Annan diz que conflito na Síria ameaça Oriente Médio e o mundo
A violência política na Síria é uma ameaça de crise para Oriente Médio e para o mundo. A afirmação é do enviado especial da ONU e da Liga Árabe ao país, Kofi Annan.
Ele discursou durante uma reunião de emergência do Grupo de Ação para a Síria. Ao encontro compareceram representantes dos cinco membros permanentes do Conselho de Segurança, além de integrantes do Catar, do Iraque e do Kwait.
Plano de Seis Pontos
Na reunião, neste sábado em Genebra, Annan disse que a situação jamais deveria ter chegado aonde está.
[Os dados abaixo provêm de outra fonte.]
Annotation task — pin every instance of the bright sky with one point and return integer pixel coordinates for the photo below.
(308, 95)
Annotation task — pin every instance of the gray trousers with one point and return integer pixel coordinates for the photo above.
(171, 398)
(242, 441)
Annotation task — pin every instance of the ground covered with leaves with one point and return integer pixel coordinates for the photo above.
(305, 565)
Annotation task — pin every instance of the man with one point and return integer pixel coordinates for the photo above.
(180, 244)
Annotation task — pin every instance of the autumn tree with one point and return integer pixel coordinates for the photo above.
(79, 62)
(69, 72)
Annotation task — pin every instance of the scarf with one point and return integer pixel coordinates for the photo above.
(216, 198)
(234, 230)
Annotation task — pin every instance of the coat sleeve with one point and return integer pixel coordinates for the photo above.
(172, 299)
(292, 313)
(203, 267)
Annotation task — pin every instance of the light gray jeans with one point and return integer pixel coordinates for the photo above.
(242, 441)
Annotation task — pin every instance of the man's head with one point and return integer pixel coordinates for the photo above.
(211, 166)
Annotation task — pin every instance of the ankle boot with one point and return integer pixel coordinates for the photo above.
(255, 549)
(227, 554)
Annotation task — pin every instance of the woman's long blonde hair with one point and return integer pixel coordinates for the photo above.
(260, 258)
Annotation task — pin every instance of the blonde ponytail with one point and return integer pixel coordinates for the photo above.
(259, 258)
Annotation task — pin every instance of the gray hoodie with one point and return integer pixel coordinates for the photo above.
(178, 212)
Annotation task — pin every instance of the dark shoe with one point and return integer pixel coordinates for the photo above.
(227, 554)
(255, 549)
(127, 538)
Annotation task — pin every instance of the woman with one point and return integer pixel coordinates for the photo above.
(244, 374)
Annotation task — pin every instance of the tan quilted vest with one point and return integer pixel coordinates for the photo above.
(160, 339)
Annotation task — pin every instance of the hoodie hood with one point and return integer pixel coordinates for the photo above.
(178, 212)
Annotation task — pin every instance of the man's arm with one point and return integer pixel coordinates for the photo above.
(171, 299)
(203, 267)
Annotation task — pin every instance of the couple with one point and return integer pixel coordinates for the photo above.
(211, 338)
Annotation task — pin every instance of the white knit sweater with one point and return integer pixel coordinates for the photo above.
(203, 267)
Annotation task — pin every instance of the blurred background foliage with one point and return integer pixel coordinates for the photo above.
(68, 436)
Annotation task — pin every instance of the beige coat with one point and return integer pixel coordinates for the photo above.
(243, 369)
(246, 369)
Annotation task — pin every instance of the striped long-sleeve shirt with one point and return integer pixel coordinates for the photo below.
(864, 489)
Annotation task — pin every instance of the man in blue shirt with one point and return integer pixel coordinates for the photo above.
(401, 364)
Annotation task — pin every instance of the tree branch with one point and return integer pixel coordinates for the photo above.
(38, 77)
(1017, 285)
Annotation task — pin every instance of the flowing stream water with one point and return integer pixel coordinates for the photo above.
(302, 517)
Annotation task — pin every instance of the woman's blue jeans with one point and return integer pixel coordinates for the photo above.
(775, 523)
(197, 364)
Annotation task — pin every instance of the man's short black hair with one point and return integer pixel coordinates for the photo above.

Ele reconheceu que o Plano de Seis Pontos, que propôs um cessar-fogo em 12 de abril, não foi implementado.
Segundo Kofi Annan, nada pode ser feito sem a participação da China e da Rússia; os dois países se opuseram a várias resoluções do Conselho de Segurança que pediam ações mais contundentes para acabar com a matança na Síria.
Organizações de direitos humanos afirmam que pelo menos 13 mil pessoas já morreram no país desde o início das manifestações pró-democracia em março de 2011.
"Forças Externas"
Para o presidente sírio, Bashar al Assad, seu país está sendo alvo de uma campanha de "forças externas e de terroristas".
No mês passado, mais de 100 pessoas incluindo mulheres e crianças foram mortas em ataques no vilarejo de Houla.
O enviado especial Kofi Annan agradeceu a presença do Secretário-Geral da ONU, Ban Ki-moon, ao encontro deste sábado, assim também como o líder da Liga Árabe.
Ele encerrou dizendo que se a comunidade internacional permanecer dividida, as chances de sucesso irão diminuir. Annan afirmou que, embora tenham manifestado apoio ao plano de paz, alguns países tomaram decisões isoladas, o que segundo ele "minaram o trabalho do enviado especial."